The status of Spring in Canada is somewhat of a legal wrinkle. The Supreme Court of Canada took note of Spring in a decision from 2006, but that case had nothing to do with employment references. Nonetheless, employee-side lawyers frequently rely on this wrinkle to launch negligent referencing claims. These cases inevitably settle out of court, however.
As no Canadian employer wants to import Spring’s principles and high price tag of damages into Canadian employment law, the case may already be with us in the sense that it promotes a proactive and precautionary approach to employment references.
Liability for Defamation
Unlike negligent referencing, which remains a hypothetical (though likely) risk, defamation claims pose a very real danger to employers who give employment references. After all, the purpose of defamation law is to protect one’s reputation from injury.

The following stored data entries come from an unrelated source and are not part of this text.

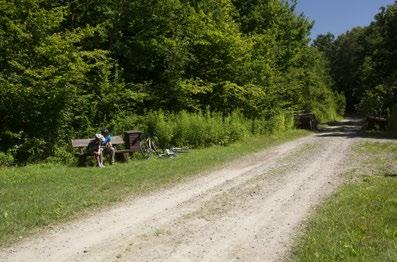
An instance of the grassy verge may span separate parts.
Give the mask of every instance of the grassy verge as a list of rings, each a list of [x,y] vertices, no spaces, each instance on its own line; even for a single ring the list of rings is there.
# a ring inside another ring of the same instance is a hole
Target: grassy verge
[[[349,182],[316,211],[294,261],[397,261],[397,144],[361,143]]]
[[[168,186],[237,157],[304,136],[292,130],[174,159],[134,160],[97,168],[32,165],[0,169],[0,245],[94,208]]]

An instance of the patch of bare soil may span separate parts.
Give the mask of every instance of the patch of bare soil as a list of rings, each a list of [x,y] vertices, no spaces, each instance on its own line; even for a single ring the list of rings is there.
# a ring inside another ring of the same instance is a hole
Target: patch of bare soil
[[[0,260],[281,260],[340,184],[354,132],[325,130],[239,159],[1,250]]]

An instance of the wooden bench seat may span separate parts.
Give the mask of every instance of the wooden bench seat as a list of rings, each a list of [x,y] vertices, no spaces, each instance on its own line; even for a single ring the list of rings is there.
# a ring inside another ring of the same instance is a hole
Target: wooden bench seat
[[[125,140],[121,135],[112,136],[112,145],[116,149],[116,160],[128,161],[129,153],[140,152],[141,134],[142,132],[140,131],[126,131],[124,135]],[[78,153],[75,153],[75,156],[79,158],[79,166],[87,166],[87,158],[90,156],[87,153],[87,146],[93,140],[93,138],[72,140],[72,147],[80,150]]]

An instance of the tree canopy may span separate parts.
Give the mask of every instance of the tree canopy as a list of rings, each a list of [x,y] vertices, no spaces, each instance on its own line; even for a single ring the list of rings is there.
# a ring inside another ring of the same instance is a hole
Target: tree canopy
[[[308,45],[312,22],[295,5],[0,0],[0,150],[44,159],[120,115],[153,110],[332,118],[343,97],[330,89],[325,56]],[[388,12],[379,23],[395,30]]]
[[[327,57],[334,89],[350,111],[387,116],[397,103],[397,1],[380,8],[374,21],[313,45]]]

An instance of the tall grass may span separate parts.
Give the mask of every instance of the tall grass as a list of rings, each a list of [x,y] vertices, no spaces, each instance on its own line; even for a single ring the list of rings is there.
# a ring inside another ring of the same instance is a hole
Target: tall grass
[[[234,111],[224,116],[209,111],[189,113],[150,112],[143,119],[147,133],[161,146],[207,147],[243,141],[254,134],[277,134],[293,127],[293,118],[283,112],[268,119],[249,119]]]

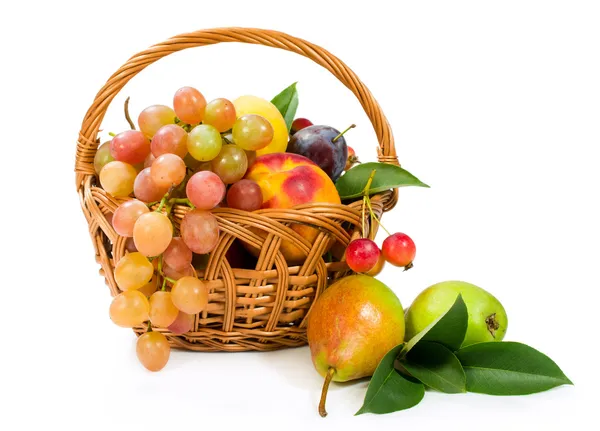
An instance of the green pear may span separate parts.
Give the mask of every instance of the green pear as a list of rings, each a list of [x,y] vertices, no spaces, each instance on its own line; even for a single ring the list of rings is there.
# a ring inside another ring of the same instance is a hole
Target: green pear
[[[344,277],[317,298],[307,322],[310,353],[325,377],[319,413],[327,415],[329,383],[372,376],[379,362],[404,341],[404,312],[394,292],[368,275]]]
[[[421,292],[406,310],[406,339],[410,340],[446,313],[458,294],[467,306],[469,323],[461,347],[502,341],[508,327],[504,307],[491,293],[464,281],[443,281]]]

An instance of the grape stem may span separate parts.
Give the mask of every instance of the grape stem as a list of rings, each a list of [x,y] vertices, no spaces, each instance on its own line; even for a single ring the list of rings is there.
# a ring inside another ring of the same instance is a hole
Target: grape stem
[[[367,180],[367,185],[365,186],[365,188],[363,189],[363,204],[362,204],[362,219],[361,219],[361,224],[362,224],[362,237],[365,237],[365,207],[369,206],[370,207],[370,200],[369,200],[369,189],[371,188],[371,183],[373,182],[373,178],[375,177],[375,172],[377,172],[377,169],[373,169],[373,171],[371,171],[371,175],[369,175],[369,179]]]
[[[108,132],[108,136],[114,138],[115,136],[117,136],[117,134],[115,132]]]
[[[131,121],[131,117],[129,116],[129,99],[130,99],[129,97],[127,97],[127,99],[125,99],[125,106],[124,106],[125,119],[129,123],[129,127],[131,127],[131,130],[135,130],[135,124],[133,124],[133,121]]]
[[[191,209],[195,209],[196,208],[194,206],[194,204],[188,198],[173,198],[173,199],[171,199],[171,202],[173,202],[175,204],[187,205]]]
[[[165,203],[167,202],[167,199],[169,198],[169,194],[171,194],[170,190],[167,193],[165,193],[165,195],[161,199],[160,205],[158,205],[158,208],[156,208],[155,210],[157,213],[162,211],[163,207],[165,206]]]
[[[152,323],[148,320],[148,326],[146,327],[146,332],[152,332]]]
[[[233,145],[233,142],[231,142],[229,139],[227,139],[225,136],[221,135],[221,138],[227,142],[229,145]]]

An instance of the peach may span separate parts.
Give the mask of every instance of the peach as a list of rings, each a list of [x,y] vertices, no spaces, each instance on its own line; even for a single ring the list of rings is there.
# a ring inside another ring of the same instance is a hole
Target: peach
[[[259,156],[246,173],[246,178],[260,186],[262,208],[291,208],[316,202],[341,203],[329,176],[311,160],[298,154]],[[292,224],[291,228],[310,242],[318,235],[318,230],[310,226]],[[253,254],[258,252],[251,251]],[[305,253],[289,241],[282,242],[281,251],[288,263],[301,263],[306,258]]]

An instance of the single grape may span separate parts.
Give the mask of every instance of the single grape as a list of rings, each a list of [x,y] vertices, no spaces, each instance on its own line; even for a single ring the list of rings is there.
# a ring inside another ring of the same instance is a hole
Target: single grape
[[[146,283],[138,289],[138,292],[142,292],[146,298],[149,298],[154,292],[156,292],[157,288],[158,277],[156,276],[156,274],[154,274],[152,276],[152,279],[148,283]]]
[[[176,124],[162,126],[152,138],[152,155],[175,154],[182,159],[187,154],[187,132]]]
[[[160,332],[152,331],[140,335],[135,345],[138,359],[149,371],[162,370],[171,355],[169,340]]]
[[[127,253],[115,267],[115,281],[121,290],[135,290],[150,282],[154,267],[142,253]]]
[[[151,169],[142,169],[133,183],[133,194],[142,202],[156,202],[169,191],[169,186],[159,187],[152,179]]]
[[[173,96],[177,117],[184,123],[199,124],[204,118],[206,99],[193,87],[182,87]]]
[[[385,260],[394,266],[412,268],[412,262],[417,254],[414,241],[405,233],[395,233],[388,236],[381,246]]]
[[[219,241],[219,223],[208,211],[188,211],[181,221],[181,238],[194,253],[210,253]]]
[[[137,174],[130,164],[115,160],[107,163],[100,171],[100,184],[104,191],[114,197],[129,196],[133,192]]]
[[[204,111],[204,124],[210,124],[223,133],[235,123],[235,106],[227,99],[215,99],[208,102]]]
[[[175,321],[179,310],[171,300],[171,292],[159,290],[150,297],[150,321],[154,326],[166,328]]]
[[[156,160],[156,157],[154,157],[154,154],[152,154],[152,153],[148,154],[148,156],[144,159],[144,169],[152,166],[152,163],[154,163],[155,160]]]
[[[354,148],[352,147],[348,147],[348,160],[346,160],[346,166],[344,166],[344,170],[350,170],[352,168],[352,166],[354,166],[355,164],[360,163],[360,160],[358,160],[358,157],[356,156],[356,151],[354,151]]]
[[[225,197],[225,184],[213,172],[196,172],[188,180],[185,193],[196,208],[211,210]]]
[[[167,328],[175,335],[185,334],[194,328],[194,315],[180,311],[177,318]]]
[[[375,266],[373,268],[371,268],[370,270],[365,272],[365,274],[370,275],[371,277],[375,277],[376,275],[379,275],[379,273],[383,270],[384,266],[385,266],[385,257],[383,256],[383,253],[379,253],[379,258],[377,259],[377,263],[375,264]]]
[[[138,130],[126,130],[110,141],[110,154],[121,162],[136,165],[150,154],[150,141]]]
[[[148,320],[150,304],[139,290],[126,290],[110,303],[110,319],[123,328],[133,328]]]
[[[186,154],[186,156],[183,158],[183,161],[185,162],[185,165],[194,172],[196,172],[198,170],[197,168],[201,164],[209,163],[209,162],[201,162],[199,160],[194,159],[190,153]]]
[[[127,238],[127,240],[125,241],[125,250],[127,250],[129,253],[138,251],[137,248],[135,248],[135,242],[133,241],[133,234],[131,237]]]
[[[196,271],[201,271],[203,269],[206,269],[206,265],[208,265],[209,259],[210,259],[210,254],[193,253],[192,266],[196,269]]]
[[[177,270],[175,268],[171,268],[169,265],[163,265],[163,273],[166,277],[171,278],[175,281],[179,280],[182,277],[195,277],[194,268],[192,265],[186,266],[182,270]]]
[[[252,180],[240,180],[227,191],[227,206],[243,211],[256,211],[262,206],[260,186]]]
[[[105,142],[98,147],[94,155],[94,170],[99,174],[106,164],[114,161],[115,158],[110,154],[110,141]]]
[[[235,144],[244,150],[256,151],[271,143],[274,130],[265,117],[248,114],[236,120],[231,133]]]
[[[208,124],[194,127],[187,138],[187,149],[190,155],[201,162],[208,162],[217,157],[223,146],[219,131]]]
[[[208,288],[196,277],[182,277],[171,289],[171,299],[184,313],[200,313],[208,305]]]
[[[244,151],[246,152],[246,158],[248,159],[248,169],[250,169],[250,166],[252,166],[256,160],[256,151]]]
[[[212,171],[225,184],[233,184],[241,180],[248,170],[246,152],[237,145],[223,145],[221,152],[210,162]]]
[[[163,253],[165,265],[177,271],[183,271],[192,263],[192,250],[188,248],[181,237],[174,237]]]
[[[368,238],[359,238],[348,244],[346,263],[354,272],[367,272],[377,264],[379,247]]]
[[[144,256],[158,256],[173,238],[173,225],[163,213],[142,214],[133,226],[135,246]]]
[[[165,105],[148,106],[138,117],[140,130],[149,139],[152,139],[162,126],[173,123],[175,123],[175,111]]]
[[[150,168],[152,181],[159,187],[171,187],[181,184],[185,179],[185,163],[175,154],[163,154],[156,158]]]
[[[135,184],[134,184],[135,190]],[[112,217],[112,226],[121,236],[133,236],[133,225],[142,214],[150,212],[145,203],[132,199],[117,207]]]

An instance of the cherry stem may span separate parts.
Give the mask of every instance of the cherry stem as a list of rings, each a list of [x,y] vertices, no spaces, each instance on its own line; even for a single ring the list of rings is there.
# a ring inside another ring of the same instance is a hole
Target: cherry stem
[[[131,117],[129,116],[129,99],[129,97],[125,99],[125,119],[129,123],[129,127],[131,127],[131,130],[135,130],[135,124],[133,124],[133,121],[131,121]]]
[[[152,332],[152,323],[148,320],[148,326],[146,327],[146,332]]]
[[[115,132],[108,132],[108,136],[114,138],[115,136],[117,136],[117,134]]]
[[[163,278],[171,284],[177,283],[177,280],[175,280],[174,278],[169,278],[167,276],[163,276]]]
[[[221,138],[227,142],[229,145],[233,145],[233,142],[231,142],[228,138],[226,138],[225,136],[221,135]]]
[[[342,136],[344,136],[344,133],[346,133],[348,130],[350,129],[354,129],[356,127],[356,124],[351,124],[350,127],[348,127],[346,130],[344,130],[342,133],[340,133],[339,135],[337,135],[335,138],[333,138],[331,140],[331,142],[335,142],[338,139],[340,139]]]
[[[371,206],[371,198],[369,197],[369,190],[371,188],[371,183],[373,183],[373,178],[375,178],[375,172],[377,171],[377,169],[373,169],[371,171],[371,175],[369,176],[369,179],[367,180],[367,185],[365,186],[365,189],[363,191],[364,194],[364,198],[363,198],[363,238],[365,237],[365,230],[364,230],[364,220],[365,220],[365,203],[367,204],[367,207],[369,207],[369,214],[371,215],[372,219],[375,219],[375,221],[377,222],[377,224],[379,226],[381,226],[381,228],[388,234],[391,235],[390,232],[385,228],[384,225],[381,224],[381,221],[379,220],[379,218],[377,218],[377,216],[375,215],[375,212],[373,212],[373,207]]]
[[[329,384],[333,375],[335,374],[335,368],[329,367],[327,375],[325,376],[325,382],[323,383],[323,390],[321,391],[321,401],[319,401],[319,414],[322,418],[327,416],[327,410],[325,410],[325,401],[327,400],[327,391],[329,390]]]
[[[377,222],[377,224],[379,226],[381,226],[381,228],[385,231],[385,233],[387,233],[388,236],[390,236],[391,233],[385,228],[384,225],[381,224],[381,221],[377,218],[377,216],[373,212],[373,208],[371,207],[371,200],[369,198],[367,198],[367,205],[369,206],[369,212],[371,213],[371,217],[373,217],[375,219],[375,221]]]

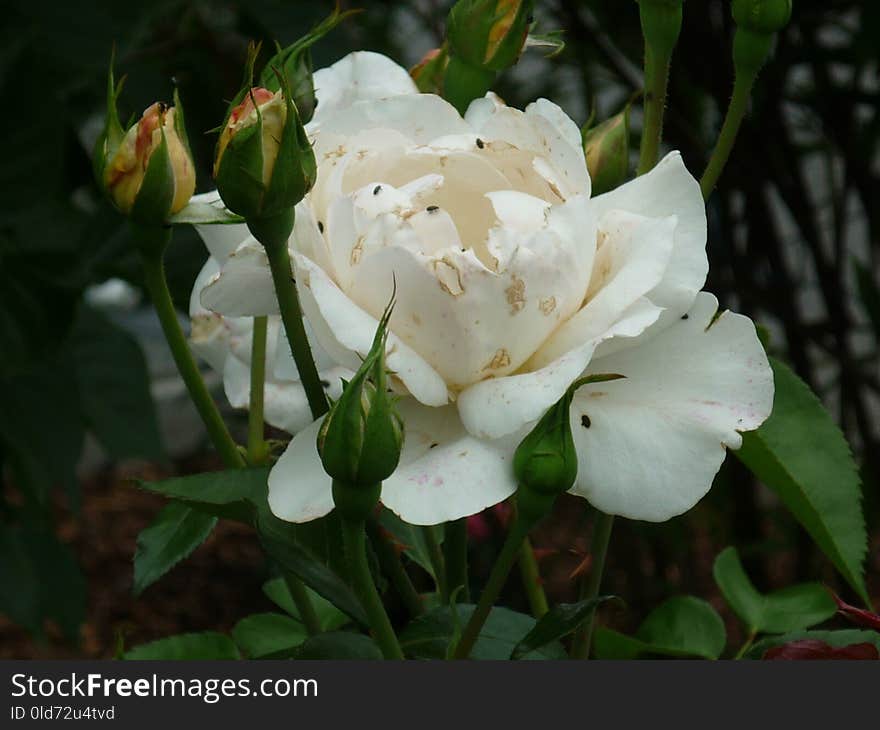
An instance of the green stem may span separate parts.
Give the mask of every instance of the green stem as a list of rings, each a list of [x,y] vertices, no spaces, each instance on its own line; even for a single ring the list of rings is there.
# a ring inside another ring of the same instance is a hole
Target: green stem
[[[529,538],[523,540],[519,551],[519,571],[522,576],[523,586],[529,599],[529,607],[535,618],[541,618],[550,607],[547,605],[547,596],[541,585],[541,571],[538,561],[535,559],[535,551]]]
[[[394,590],[397,591],[397,595],[400,596],[400,599],[406,606],[406,610],[410,616],[421,615],[425,610],[422,597],[409,579],[400,555],[389,539],[388,533],[382,529],[376,520],[369,520],[367,522],[367,534],[376,551],[379,565],[382,566],[383,572],[388,576],[391,585],[394,586]]]
[[[214,399],[211,398],[211,394],[205,386],[205,381],[202,379],[186,342],[186,336],[180,328],[171,292],[168,290],[163,258],[165,248],[171,240],[171,228],[135,226],[134,231],[136,238],[139,239],[144,282],[150,292],[153,306],[156,308],[156,314],[159,316],[162,331],[165,333],[165,339],[168,341],[168,347],[171,349],[180,377],[183,378],[189,396],[205,424],[208,436],[223,459],[223,463],[229,468],[242,468],[245,466],[244,459],[232,436],[229,435],[220,411],[217,410],[217,404],[214,403]]]
[[[251,395],[248,411],[248,463],[262,464],[266,459],[266,441],[263,438],[263,401],[266,383],[266,338],[268,317],[254,317],[251,341]]]
[[[605,556],[608,554],[608,543],[611,540],[611,528],[614,527],[614,516],[604,512],[596,512],[596,522],[593,525],[593,541],[590,545],[590,555],[593,563],[586,579],[581,581],[579,600],[589,600],[599,596],[599,588],[602,586],[602,574],[605,572]],[[593,626],[596,623],[596,609],[590,612],[590,617],[584,621],[575,632],[571,644],[572,659],[588,659],[590,656],[590,643],[593,639]]]
[[[293,208],[290,209],[293,216]],[[248,221],[252,226],[252,222]],[[267,226],[267,229],[271,227]],[[253,225],[251,230],[261,230]],[[290,254],[287,251],[287,236],[258,236],[257,239],[266,249],[269,258],[269,267],[272,270],[272,281],[275,284],[275,296],[278,298],[278,306],[281,309],[281,321],[284,323],[284,331],[287,341],[290,343],[290,351],[293,361],[299,371],[300,382],[306,392],[312,417],[317,419],[328,410],[327,396],[321,385],[321,377],[312,357],[312,348],[306,336],[306,328],[303,324],[302,310],[299,306],[299,296],[296,293],[296,284],[293,279],[293,269],[290,265]]]
[[[446,564],[447,590],[456,597],[456,603],[470,601],[468,586],[467,518],[446,523],[443,542],[443,557]]]
[[[467,659],[470,656],[474,644],[477,643],[477,638],[480,635],[483,624],[489,618],[489,612],[501,594],[501,589],[504,587],[510,569],[513,567],[514,562],[516,562],[523,540],[529,534],[533,524],[534,521],[525,520],[522,516],[518,516],[514,520],[510,532],[507,533],[507,539],[504,541],[504,547],[501,548],[501,554],[495,561],[495,565],[492,566],[489,580],[486,581],[483,592],[480,594],[477,607],[471,614],[471,618],[467,626],[464,627],[464,631],[462,631],[461,638],[452,655],[453,659]]]
[[[440,594],[441,603],[445,606],[449,602],[449,584],[446,581],[446,561],[443,558],[443,550],[437,540],[437,532],[433,525],[423,527],[422,535],[428,548],[428,559],[434,569],[437,592]]]
[[[700,190],[704,200],[708,199],[712,193],[715,183],[718,182],[718,178],[727,164],[727,159],[730,157],[730,151],[736,142],[736,135],[749,107],[749,97],[752,94],[755,78],[754,75],[739,74],[733,83],[733,95],[730,97],[730,105],[724,116],[721,133],[718,135],[715,149],[712,150],[709,164],[706,165],[706,171],[700,179]]]
[[[373,583],[370,575],[370,566],[367,563],[366,530],[363,520],[352,520],[342,516],[342,537],[345,543],[345,552],[348,555],[351,567],[351,578],[354,588],[361,599],[367,618],[370,621],[373,638],[382,650],[386,659],[403,659],[403,652],[394,634],[391,621],[382,605],[382,599]]]
[[[645,120],[636,174],[643,175],[657,164],[663,138],[663,114],[672,54],[658,55],[645,48]]]
[[[322,631],[321,619],[318,618],[318,613],[315,611],[315,605],[306,590],[305,583],[293,573],[285,573],[284,582],[287,584],[287,590],[290,591],[290,597],[293,599],[296,611],[309,636],[320,634]]]
[[[746,637],[745,643],[739,648],[739,651],[734,656],[734,659],[742,659],[746,652],[752,648],[752,644],[755,643],[755,637],[758,635],[757,629],[752,629],[749,631],[749,635]]]

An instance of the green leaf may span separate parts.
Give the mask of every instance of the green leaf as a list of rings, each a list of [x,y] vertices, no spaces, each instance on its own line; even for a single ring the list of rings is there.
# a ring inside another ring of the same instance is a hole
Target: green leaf
[[[750,632],[781,634],[805,629],[831,618],[837,611],[831,594],[819,583],[803,583],[766,595],[759,593],[734,547],[722,550],[715,558],[712,574],[724,600]]]
[[[40,636],[46,619],[75,640],[86,581],[73,552],[51,532],[0,522],[0,613]]]
[[[768,649],[774,646],[782,646],[792,641],[801,639],[815,639],[824,641],[829,646],[843,647],[853,644],[873,644],[880,651],[880,633],[866,631],[864,629],[841,629],[837,631],[792,631],[779,636],[768,636],[761,641],[755,642],[746,654],[746,659],[760,659]]]
[[[289,652],[308,638],[306,627],[280,613],[246,616],[232,629],[238,648],[251,659]]]
[[[397,542],[403,545],[403,552],[407,557],[436,580],[437,576],[434,575],[434,566],[431,563],[431,554],[428,550],[424,531],[433,530],[436,535],[437,544],[440,545],[443,543],[442,529],[434,525],[416,527],[408,522],[404,522],[387,507],[382,507],[382,511],[379,514],[379,524],[388,530]]]
[[[352,589],[318,556],[297,540],[295,525],[279,520],[269,512],[267,506],[257,516],[256,526],[260,542],[266,552],[283,570],[293,573],[361,625],[369,626],[363,606]]]
[[[226,634],[205,631],[178,634],[129,649],[123,659],[214,660],[240,659],[235,642]]]
[[[382,652],[369,636],[336,631],[308,639],[295,659],[381,659]]]
[[[535,627],[513,647],[510,658],[519,659],[530,651],[540,649],[552,641],[558,641],[577,631],[578,627],[593,615],[596,606],[612,598],[615,596],[599,596],[577,603],[560,603],[553,606],[538,619]]]
[[[458,622],[464,626],[475,606],[458,604]],[[509,659],[520,637],[535,628],[536,621],[509,608],[496,606],[480,631],[471,651],[472,659]],[[445,659],[455,634],[455,617],[451,607],[443,606],[412,621],[400,634],[400,647],[414,659]],[[565,650],[557,641],[523,653],[522,659],[564,659]]]
[[[89,428],[116,458],[164,458],[147,363],[137,341],[103,314],[81,307],[71,343]]]
[[[597,627],[593,654],[597,659],[651,654],[717,659],[726,642],[724,622],[712,606],[693,596],[676,596],[651,611],[635,636]]]
[[[771,358],[773,413],[743,434],[737,457],[804,526],[841,575],[870,605],[862,563],[867,550],[859,474],[840,429],[806,384]]]
[[[134,554],[134,594],[140,595],[211,534],[217,518],[171,502],[141,531]]]
[[[204,472],[139,486],[207,514],[252,522],[254,500],[266,494],[269,467]],[[265,498],[265,497],[263,497]]]
[[[318,614],[322,630],[336,631],[336,629],[342,628],[351,621],[348,616],[342,613],[342,611],[336,608],[336,606],[330,603],[326,598],[315,593],[311,588],[306,587],[306,591],[312,601],[312,606],[315,608],[315,613]],[[263,583],[263,593],[265,593],[266,597],[280,609],[287,611],[287,613],[295,619],[300,619],[299,611],[296,608],[296,604],[293,602],[293,597],[290,595],[290,590],[288,589],[284,578],[272,578],[267,580]]]

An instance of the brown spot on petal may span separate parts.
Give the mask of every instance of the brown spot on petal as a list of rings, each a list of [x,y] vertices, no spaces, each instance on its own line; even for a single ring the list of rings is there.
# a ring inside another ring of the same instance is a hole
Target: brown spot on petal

Defamation involves harm to an individual’s reputation by way of a false statement to a third party. However given the public interest in allowing the free-flow of information among employers, there is a defence of “qualified privilege” that applies when an employer gives a reference about a former employee.
To overcome this defence and be successful, an employee must show that the former employer was motivated by “malice” when giving the defamatory reference. While this is no easy feat, if the defamation claim accompanies a claim for wrongful dismissal, it can be used to ground punitive and/or aggravated damages as well.
What Does This Mean for Employers?
Given potential claims in negligence and defamation, employees essentially get two kicks at the can when claiming against their former employer for an inaccurate reference.
Compared to defamation, negligence presents a much lower threshold, and by extension, more risk to employers. While an employer may not have been motivated by ill-will or spite, if the inaccurate reference was carelessly given and caused a loss, this may be sufficient for an employee to succeed in his or her claim, provided that Spring is accepted.
This all said, if references are given, it is crucial to remember that “negative” does not necessarily mean “negligent” or “nasty”. An employer can be honest provided that it is acting in good faith and has the support of a solid factual foundation for any statements made.